How can HR and L&D professionals administer training in self-mastery skills, given that it is not the kind of competency usually pegged to work requirements? Matthey has a few suggestions:
Identify these skills as critical development requirements for your learners
Make the learning available
Make it accessible to learners
Make employee well-being a key part of the learning strategy
Collaboration: meeting the need for human connection
Remote work has undoubtedly been very beneficial to the majority of employers and employees, and it has certainly provided business advantages in the form of greatly increased productivity. But it also comes with downsides, most noticeably isolation and a loss of personal interaction.

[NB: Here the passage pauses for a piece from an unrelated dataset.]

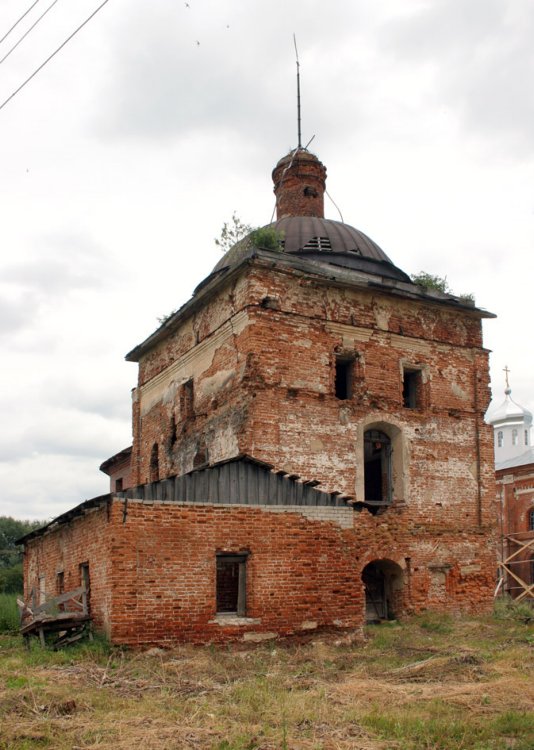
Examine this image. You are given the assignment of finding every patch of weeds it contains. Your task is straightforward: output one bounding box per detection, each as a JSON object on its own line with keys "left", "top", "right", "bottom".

Part of the issue, says Matthey, is that communication in the virtual world is very different—it lacks the immediacy of in-person contact, nuance is not easily conveyed or interpreted, and misunderstandings and conflicts are more difficult to resolve. L&D professionals need to help people re-learn business communication; they need to find ways of helping people maintain work relationships; they need to manage the knowledge transfer between team mates, subject matters experts, and new hires when those are onboarded.

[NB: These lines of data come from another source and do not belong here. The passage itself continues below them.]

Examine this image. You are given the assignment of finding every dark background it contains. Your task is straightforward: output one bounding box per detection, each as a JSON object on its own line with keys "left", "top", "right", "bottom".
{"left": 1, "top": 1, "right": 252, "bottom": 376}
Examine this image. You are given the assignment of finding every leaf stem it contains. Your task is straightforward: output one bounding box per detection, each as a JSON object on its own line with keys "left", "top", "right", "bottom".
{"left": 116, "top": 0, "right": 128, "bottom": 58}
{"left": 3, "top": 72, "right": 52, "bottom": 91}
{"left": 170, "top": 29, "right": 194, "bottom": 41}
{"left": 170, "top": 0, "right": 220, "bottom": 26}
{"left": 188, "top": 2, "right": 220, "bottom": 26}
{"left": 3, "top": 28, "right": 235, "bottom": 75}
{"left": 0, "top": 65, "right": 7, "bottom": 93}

“Your learning strategy must have methods to ensure your team has the tools and the means to develop new ways to collaborate,” she says. “You cannot run your office the way you used to because it is not the way it used to be.”
Hybrid technology and the hybrid roles that result
As jobs and technology alike become more complex, it is no longer possible to bring a single skill into the organization and call it good: that single skill is now just one component of the capabilities required for the job role. Matthey says: “The advancement in technology and how it is used globally requires hybrid tech roles to be an essential part of your business.
This, of course, raises the question of how to identify the skills needed, and how to replace them if someone in such a role leaves the organization. Matthey shares a simple model for doing so:
Identify exactly what skills are required within each job role
Categorize these skills into key roles: for example, database developer versus tester versus customer support
Determine the level of expertise required in a particular skill for any given role
Assess team members holding that role on their level of competency in that skill
This model, says Matthey, allows quick and easy identification of skill gaps. More importantly, it shows where roles overlap, and how they can be modified or combined, or how people can move between them.
“Cross-skilling, upskilling, or diagonal-skilling your staff has so many benefits to you, to them, and to the organization,” she says. “It can become a key part of your career planning and your succession planning strategies.”